The military options at America's disposal range from the "merely" troubling, difficult and expensive, to the truly horrifying.

Option 1: Surgical attacks. The least unattractive option, it would be hard to pull off. Israel's quick-strike destruction of Iraq's Osirak nuclear facility 25 years ago cannot be replicated in Iran. The mullahs have dispersed, hardened and hidden nuclear installations and facilities throughout the country. Putting them out of commission would require a sustained and widespread campaign of air and missile strikes. Some locations would likely require American boots on the ground. Not an impossible task, but not quick and easy - or clean.

Option 2: Invasion. An even messier option, this would look something like the invasion of Iraq, only a bit tougher. Ultimately, Iran's military would be defeated. But U.S. military forces would be strained severely - a situation that would continue throughout an unpredictable and costly occupation. With unfinished business in Iraq and other critical commitments - such as defending South Korea, watching the Taiwan Strait, and supporting homeland security - this option hinges on America's willingness to commit to real and sustained increases in defense spending in the years ahead.

Option 3: Nuke 'em. The "rubble don't make trouble" approach is the least viable. Absent a clear, present and immediate threat of nuclear attack, Americans instinctively recoil from the thought of overthrowing even the maddest tyrant if the price tag includes millions of innocent dead.

Fortunately, additional defense-related options exist. Though they may not keep Iran from building a bomb, they can help make the neighborhood safer.

For starters, we can beef up the Proliferation Security Initiative, a multinational effort to break up networks trying to spread weapons of mass destruction technologies and materials to terrorists and other bad actors. The initiative has succeeded in interdicting shipments of dangerous materials, and it's our best hope of stopping delivery of a covert nuclear weapon.

Continued success on this front requires that we keep one step ahead of the bad guys, by beefing up intelligence assets and modernizing our Coast Guard and naval forces.

We also need to get serious about Theater Missile Defense. We're already working with friends and allies to establish a mix of air-, land- and sea-based defenses that can destroy ballistic missiles in flight. We should put these efforts into overdrive to protect our friends in the region.

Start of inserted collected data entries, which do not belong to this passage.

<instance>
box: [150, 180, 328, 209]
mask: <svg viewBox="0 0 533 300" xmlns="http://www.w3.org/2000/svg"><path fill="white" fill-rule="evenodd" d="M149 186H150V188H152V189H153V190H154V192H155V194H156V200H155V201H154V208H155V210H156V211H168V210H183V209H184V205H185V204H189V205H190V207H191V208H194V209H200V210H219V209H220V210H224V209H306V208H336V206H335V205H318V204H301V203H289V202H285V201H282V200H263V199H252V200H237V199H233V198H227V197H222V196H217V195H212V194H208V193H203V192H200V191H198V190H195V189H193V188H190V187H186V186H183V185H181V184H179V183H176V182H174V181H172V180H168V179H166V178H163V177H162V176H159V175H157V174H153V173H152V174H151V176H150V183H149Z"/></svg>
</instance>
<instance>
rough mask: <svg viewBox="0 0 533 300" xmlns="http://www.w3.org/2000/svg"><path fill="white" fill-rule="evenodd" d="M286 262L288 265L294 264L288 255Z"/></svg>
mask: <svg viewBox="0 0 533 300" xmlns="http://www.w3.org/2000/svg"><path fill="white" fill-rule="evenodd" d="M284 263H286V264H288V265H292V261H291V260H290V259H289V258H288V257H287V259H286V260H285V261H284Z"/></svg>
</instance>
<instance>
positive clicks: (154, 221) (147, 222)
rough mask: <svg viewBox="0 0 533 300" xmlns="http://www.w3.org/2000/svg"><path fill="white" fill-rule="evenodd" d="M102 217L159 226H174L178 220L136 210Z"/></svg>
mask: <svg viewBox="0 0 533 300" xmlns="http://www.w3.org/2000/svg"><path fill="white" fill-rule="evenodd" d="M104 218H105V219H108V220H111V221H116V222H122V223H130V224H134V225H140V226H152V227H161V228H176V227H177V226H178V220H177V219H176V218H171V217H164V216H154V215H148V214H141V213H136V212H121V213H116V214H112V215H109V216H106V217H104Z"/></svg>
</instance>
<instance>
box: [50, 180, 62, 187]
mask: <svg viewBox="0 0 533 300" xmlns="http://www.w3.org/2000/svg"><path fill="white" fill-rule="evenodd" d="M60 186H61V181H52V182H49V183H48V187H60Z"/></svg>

To further pose a credible military deterrent to Iran, the United States also must pump up its special operations and human intelligence resources, and arrange ready access to the Middle East.

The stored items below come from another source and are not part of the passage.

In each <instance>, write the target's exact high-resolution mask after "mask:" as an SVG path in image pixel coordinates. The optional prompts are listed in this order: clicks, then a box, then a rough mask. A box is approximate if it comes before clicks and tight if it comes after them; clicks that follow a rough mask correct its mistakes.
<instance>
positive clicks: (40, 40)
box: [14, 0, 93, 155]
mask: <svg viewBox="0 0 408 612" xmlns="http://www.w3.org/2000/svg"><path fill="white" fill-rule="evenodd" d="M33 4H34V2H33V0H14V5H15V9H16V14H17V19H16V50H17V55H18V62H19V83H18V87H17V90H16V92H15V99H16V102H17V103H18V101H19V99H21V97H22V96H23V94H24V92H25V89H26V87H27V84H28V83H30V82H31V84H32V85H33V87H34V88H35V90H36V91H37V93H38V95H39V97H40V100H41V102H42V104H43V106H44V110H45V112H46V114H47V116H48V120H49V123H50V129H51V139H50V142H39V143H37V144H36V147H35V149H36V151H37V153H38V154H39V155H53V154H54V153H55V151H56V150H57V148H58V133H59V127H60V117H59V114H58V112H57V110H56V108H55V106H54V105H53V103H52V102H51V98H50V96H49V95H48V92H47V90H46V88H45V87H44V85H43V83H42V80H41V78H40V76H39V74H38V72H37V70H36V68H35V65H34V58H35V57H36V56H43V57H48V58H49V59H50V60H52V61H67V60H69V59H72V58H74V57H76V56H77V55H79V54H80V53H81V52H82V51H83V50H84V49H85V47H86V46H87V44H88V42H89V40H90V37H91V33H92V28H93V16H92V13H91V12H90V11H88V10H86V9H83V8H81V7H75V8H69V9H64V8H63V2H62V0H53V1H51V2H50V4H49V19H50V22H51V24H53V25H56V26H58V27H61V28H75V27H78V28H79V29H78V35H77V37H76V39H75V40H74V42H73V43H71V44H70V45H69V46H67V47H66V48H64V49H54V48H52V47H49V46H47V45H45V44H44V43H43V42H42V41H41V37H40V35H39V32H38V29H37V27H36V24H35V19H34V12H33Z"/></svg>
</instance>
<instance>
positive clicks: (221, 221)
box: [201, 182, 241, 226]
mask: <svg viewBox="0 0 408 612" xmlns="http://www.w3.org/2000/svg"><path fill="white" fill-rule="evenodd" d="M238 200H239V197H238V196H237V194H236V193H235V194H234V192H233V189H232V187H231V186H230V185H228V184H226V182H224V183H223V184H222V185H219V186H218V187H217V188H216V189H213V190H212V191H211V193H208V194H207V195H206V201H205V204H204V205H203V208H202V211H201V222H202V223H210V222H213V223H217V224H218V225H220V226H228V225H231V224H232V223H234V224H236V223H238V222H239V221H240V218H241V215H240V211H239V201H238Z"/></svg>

Today, our special ops are overstretched. The Pentagon should stop using these troops for foreign training assignments and other jobs that can be handled by conventional units. And it should bolster their ranks and expand human intelligence assets, ensuring that they have the language skills, area knowledge, and detailed and accountable intelligence needed to operate in Iran.

Finally, the Pentagon should nail down basing options in the region. That doesn't mean permanent bases - just agreements with friends who will let us use their territory, waters and air space to launch and sustain operations against Iran, should they become necessary.

There are no easy solutions for the threat posed by the nuke-hungry mullahs of Iran. But appropriate military options exist. To be able to exercise these options successfully - and to provide maximum deterrent effect - we must start making the right military investments now.

James Carafano is a senior research fellow for defense and homeland security at The Heritage Foundation.